Copper(II) interference by complexation in cathodic stripping voltammetry: accumulation of sulfachloropyridazine as its copper(I) complex to increase the sensitivity of its direct determination at a hanging mercury drop electrode and to overcome interference from copper(II)

Abstract

Sulfachloropyridazine adsorbs on a hanging mercury drop electrode and can be determined by direct reduction in acidic solution using cathodic stripping voltammetry. In pH 3–4 Britton–Robinson buffer [peak potential =–0.70 to –0.77 V versus Ag/AgCl (3 mol l–1 KCl)] about a three fold increase in signal size is obtained when accumulation is effected at –0.1 V in the presence of sufficient added copper(II). Studies of the effect of accumulation potential, accumulation on open circuit and the use of EDTA buffer indicate that the enhancement is due to accumulation of the copper(I) complex of sulfachloropyridazine. At pH values <3, where complex formation would be suppressed by protonation of the sulfonamide group, the peak height is not enhanced by copper(II). The enhancement by copper(II) at pH 3 reaches a limiting maximum at 5 × 10–7 mol l–1 and precise determination of sulfachloropyridazine (detection limit 1.7 × 10–9 mol l–1) can be made under these conditions.
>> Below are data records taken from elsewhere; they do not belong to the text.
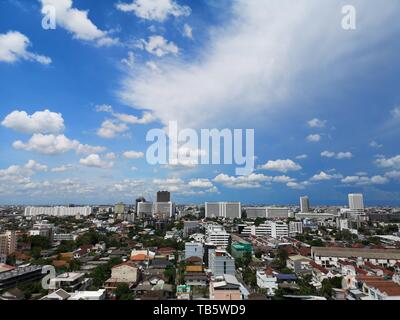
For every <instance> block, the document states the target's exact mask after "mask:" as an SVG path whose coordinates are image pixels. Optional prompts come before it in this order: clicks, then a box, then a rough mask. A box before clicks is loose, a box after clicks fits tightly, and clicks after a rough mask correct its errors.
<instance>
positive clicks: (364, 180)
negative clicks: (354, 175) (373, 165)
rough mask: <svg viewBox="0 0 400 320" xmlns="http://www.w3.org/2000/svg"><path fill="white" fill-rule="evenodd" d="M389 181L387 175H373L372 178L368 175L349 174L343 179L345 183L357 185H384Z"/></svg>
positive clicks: (342, 180)
mask: <svg viewBox="0 0 400 320" xmlns="http://www.w3.org/2000/svg"><path fill="white" fill-rule="evenodd" d="M388 182H389V179H388V178H387V177H382V176H373V177H371V178H369V177H366V176H347V177H345V178H343V179H342V183H344V184H355V185H383V184H386V183H388Z"/></svg>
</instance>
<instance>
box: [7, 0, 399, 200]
mask: <svg viewBox="0 0 400 320" xmlns="http://www.w3.org/2000/svg"><path fill="white" fill-rule="evenodd" d="M349 5H350V6H351V9H352V10H353V11H346V10H345V11H343V10H344V7H345V6H349ZM345 8H346V7H345ZM347 8H348V7H347ZM349 12H350V13H349ZM398 12H400V3H399V2H398V1H397V0H386V1H385V2H384V3H382V2H381V1H377V0H374V1H361V0H360V1H351V0H347V1H340V0H326V1H324V2H323V4H322V3H321V1H318V0H298V1H290V0H279V1H278V0H263V1H261V0H236V1H228V0H218V1H217V0H196V1H195V0H107V1H95V0H0V204H34V205H40V204H69V203H75V204H112V203H116V202H119V201H123V202H125V203H128V204H129V203H134V199H136V198H137V197H139V196H144V197H145V198H146V199H148V200H154V198H155V193H156V192H157V191H158V190H169V191H171V192H172V198H173V200H174V201H175V202H177V203H203V202H205V201H241V202H242V203H245V204H277V205H288V204H297V203H298V199H299V197H300V196H303V195H308V196H309V197H310V200H311V204H312V205H313V204H314V205H324V204H326V205H346V204H347V194H348V193H355V192H356V193H358V192H360V193H363V194H364V199H365V202H366V204H367V205H392V206H398V205H400V190H399V183H400V148H399V147H400V143H399V141H400V126H399V125H400V90H399V80H398V75H399V74H400V60H399V59H398V52H399V49H400V37H399V35H400V23H399V22H398V16H397V13H398ZM346 19H347V20H346ZM348 19H350V20H348ZM343 21H347V22H349V21H350V22H352V23H353V22H354V25H352V26H354V27H355V28H350V30H348V28H344V27H343ZM52 22H55V24H54V25H52ZM170 121H176V122H177V123H178V126H179V128H180V129H185V128H190V129H193V130H196V131H197V132H200V130H201V129H214V128H215V129H219V130H222V129H225V128H226V129H230V130H234V129H242V130H245V129H254V133H255V140H254V141H255V142H254V148H255V156H254V159H255V167H254V171H253V172H252V173H249V174H248V175H245V176H240V175H237V172H236V170H235V169H236V168H237V165H236V164H220V165H204V164H196V163H193V162H190V161H189V162H187V161H180V162H178V163H175V164H174V163H168V164H156V165H152V164H151V163H149V161H148V158H147V152H148V149H149V147H150V146H151V144H152V143H151V142H149V141H146V135H147V134H148V133H149V131H150V130H153V129H161V130H163V131H165V132H168V128H169V126H170ZM180 151H182V152H187V150H186V149H184V148H183V147H182V149H179V152H180ZM189 152H194V154H202V153H203V152H206V151H204V150H202V149H201V148H200V147H198V148H195V147H193V146H191V147H190V148H189ZM191 154H192V153H191Z"/></svg>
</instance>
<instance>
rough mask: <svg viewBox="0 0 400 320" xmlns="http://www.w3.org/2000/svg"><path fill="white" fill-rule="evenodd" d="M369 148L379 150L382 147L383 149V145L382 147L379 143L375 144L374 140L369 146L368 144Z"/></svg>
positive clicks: (373, 140) (380, 144)
mask: <svg viewBox="0 0 400 320" xmlns="http://www.w3.org/2000/svg"><path fill="white" fill-rule="evenodd" d="M369 146H370V147H372V148H377V149H379V148H382V147H383V145H382V144H380V143H378V142H376V141H375V140H373V141H371V142H370V144H369Z"/></svg>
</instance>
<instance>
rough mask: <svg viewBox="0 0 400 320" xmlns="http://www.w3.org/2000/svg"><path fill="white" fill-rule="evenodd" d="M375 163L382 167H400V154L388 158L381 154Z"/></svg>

The present system serves as an example of a determinand which can accumulate in more than one form, in this case as sulfachloropyridazine and its copper(I) complex, with the possibility of errors and imprecision being created in the subsequent voltammetric determination. Copper(II) in the sample, or the de-ionized water supply, interferes in the determination of sulfachloropyridazine if sufficient copper(II) is not added.